Modified treat-to-target approach paves road to LDA, remission in RA during pregnancy

03 Apr 2021 bởiJairia Dela Cruz
Modified treat-to-target approach paves road to LDA, remission in RA during pregnancy

Low disease activity (LDA) and remission in women with rheumatoid arthritis (RA) can be easily achieved during pregnancy with the help of a modified treat-to-target (T2T) approach that incorporates the use of tumour necrosis factor inhibitors (TNFIs), as shown in the PreCARA* study.

“Until recently, rheumatologists assumed that almost all patients with RA reach a state of remission during pregnancy independent of treatment; however, more literature shows that over half of the patients still has active disease during pregnancy,” according to the investigators. [Semin Arthritis Rheum 2019;49:S32-35; Arthritis Rheum 2008;59:1241-1248; J Rheumatol 2019;46:245-250]

“Our results show that entering pregnancy in LDA or remission, as advised by the American College of Rheumatology (ACR) guidelines, is attainable when applying T2T,” they said.
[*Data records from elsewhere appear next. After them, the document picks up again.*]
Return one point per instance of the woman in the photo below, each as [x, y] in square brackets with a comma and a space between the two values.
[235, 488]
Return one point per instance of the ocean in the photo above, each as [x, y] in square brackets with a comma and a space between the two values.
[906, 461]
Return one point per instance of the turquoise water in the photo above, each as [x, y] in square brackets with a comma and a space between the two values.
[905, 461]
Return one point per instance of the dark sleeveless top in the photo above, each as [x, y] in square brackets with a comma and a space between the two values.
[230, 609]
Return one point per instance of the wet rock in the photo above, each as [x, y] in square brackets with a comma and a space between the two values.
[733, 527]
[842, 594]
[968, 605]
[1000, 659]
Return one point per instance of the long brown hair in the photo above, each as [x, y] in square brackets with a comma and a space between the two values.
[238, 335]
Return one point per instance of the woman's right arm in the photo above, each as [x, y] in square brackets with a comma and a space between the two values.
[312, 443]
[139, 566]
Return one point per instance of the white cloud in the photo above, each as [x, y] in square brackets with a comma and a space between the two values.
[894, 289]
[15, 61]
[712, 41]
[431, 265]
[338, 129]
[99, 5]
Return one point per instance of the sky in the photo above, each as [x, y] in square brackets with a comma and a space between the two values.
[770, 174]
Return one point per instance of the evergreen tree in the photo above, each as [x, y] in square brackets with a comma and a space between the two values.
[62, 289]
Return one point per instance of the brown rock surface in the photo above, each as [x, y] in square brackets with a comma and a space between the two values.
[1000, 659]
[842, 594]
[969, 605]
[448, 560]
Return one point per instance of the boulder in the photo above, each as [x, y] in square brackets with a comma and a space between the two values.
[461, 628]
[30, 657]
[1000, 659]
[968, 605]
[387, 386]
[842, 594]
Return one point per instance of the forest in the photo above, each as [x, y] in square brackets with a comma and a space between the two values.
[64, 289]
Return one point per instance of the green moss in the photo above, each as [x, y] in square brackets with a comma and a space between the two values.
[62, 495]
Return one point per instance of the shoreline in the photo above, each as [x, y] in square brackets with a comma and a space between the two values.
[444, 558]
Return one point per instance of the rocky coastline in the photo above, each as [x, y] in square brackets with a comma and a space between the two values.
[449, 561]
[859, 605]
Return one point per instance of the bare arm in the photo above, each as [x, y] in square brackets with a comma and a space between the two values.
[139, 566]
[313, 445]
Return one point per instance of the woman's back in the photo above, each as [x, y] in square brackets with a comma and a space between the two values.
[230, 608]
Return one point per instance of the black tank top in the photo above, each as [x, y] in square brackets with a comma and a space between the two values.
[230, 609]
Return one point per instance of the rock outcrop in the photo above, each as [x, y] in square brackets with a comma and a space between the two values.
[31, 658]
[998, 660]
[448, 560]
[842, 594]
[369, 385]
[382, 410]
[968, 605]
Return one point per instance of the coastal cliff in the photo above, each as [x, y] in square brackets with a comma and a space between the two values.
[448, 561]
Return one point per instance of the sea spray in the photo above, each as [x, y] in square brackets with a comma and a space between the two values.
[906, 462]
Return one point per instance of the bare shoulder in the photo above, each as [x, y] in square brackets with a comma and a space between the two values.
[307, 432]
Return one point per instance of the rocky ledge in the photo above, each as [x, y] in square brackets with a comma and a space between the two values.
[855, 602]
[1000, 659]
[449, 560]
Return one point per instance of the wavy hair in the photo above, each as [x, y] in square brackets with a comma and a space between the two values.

A vast majority of the PreCARA population was in LDA at their last visit before pregnancy, same as during pregnancy and postpartum, indicating that T2T and an immediate restart of medication after delivery could prevent an increase in disease activity postpartum, the investigators added.

In accordance with the T2T protocol, the patients had been initiated on sulfasalazine and/or hydroxychloroquine prior to pregnancy. This was followed by prednisone (preferably in a maximum daily dosage of 7.5 mg) and/or a TNFI, preferably certolizumab pegol.

Patients could conceive while on TNFI, which was stopped at the gestational age as advised by the European League Against Rheumatism (EULAR). A switch to certolizumab pegol or prednisone was considered. [Ann Rheum Dis 2016;75:795-810]

The analysis included 309 female patients with RA, from whom 188 children were born. A total of 87 (47.3 percent) women used a TNFI at any time during pregnancy. The median gestational week when treatment was discontinued was 15.3 weeks for infliximab, 18.4 weeks for adalimumab, 23.4 weeks for etanercept, and 35.6 weeks for certolizumab pegol.

Among patients who used TNFIs in the third trimester of pregnancy (n=56), 62.5 percent, 46.4 percent, and 35.7 percent concomitantly used sulfasalazine, hydroxychloroquine, and prednisone, respectively.

The number of patients in LDA or remission rose from 75.4 percent prior to conception to 90.4 percent in the third trimester of pregnancy. These numbers were much higher in comparison with the reference PARA** cohort (treated according to the standards of that time [2002–2010]), going from 33.2 percent to 47.3 percent. Accordingly, mean disease activity over time was lower in the PreCARA cohort than in the reference cohort (p<0.001). [Ann Rheum Dis 2021;doi:10.1136/annrheumdis-2020-219547]

“Half of the patients in our study were able to get in LDA or remission using only conventional synthetic disease-modifying antirheumatic drugs (csDMARDs) or prednisone. In a large percentage of the patients, csDMARDs were prescribed in combination,” according to the investigators.

“We showed that TNF inhibitors were efficacious during pregnancy, no significant difference in disease activity over time between patients that used a TNF inhibitor during pregnancy and patients who used csDMARDs were observed,” they added.

It clearly indicates that physicians can differentiate between pregnant patients who have stable enough disease to allow discontinuation of TNF inhibitors and pregnant patients who, despite having LDA, require a switch in medication during pregnancy to prevent an increase in disease activity, the investigators pointed out. Hence, the present data should not be interpreted as if TNFIs can be stopped during pregnancy without a higher risk of increase in disease activity.

The investigators called for the application of a T2T approach in clinical practice, including prescription of TNFIs in all patients who are planning to conceive and are already pregnant. “We advise pregnancy counselling and regular visits during pregnancy and postpartum, [as this should facilitate] improved disease outcomes like we observed in our study.”

The study was limited by the comparison of the results with that of a historic cohort, which was slightly different compared with the current patient population. There is also a possible selection bias, given that “the study was performed in one tertiary referral centre, which could have resulted in an over-representation of patients with more severe disease.”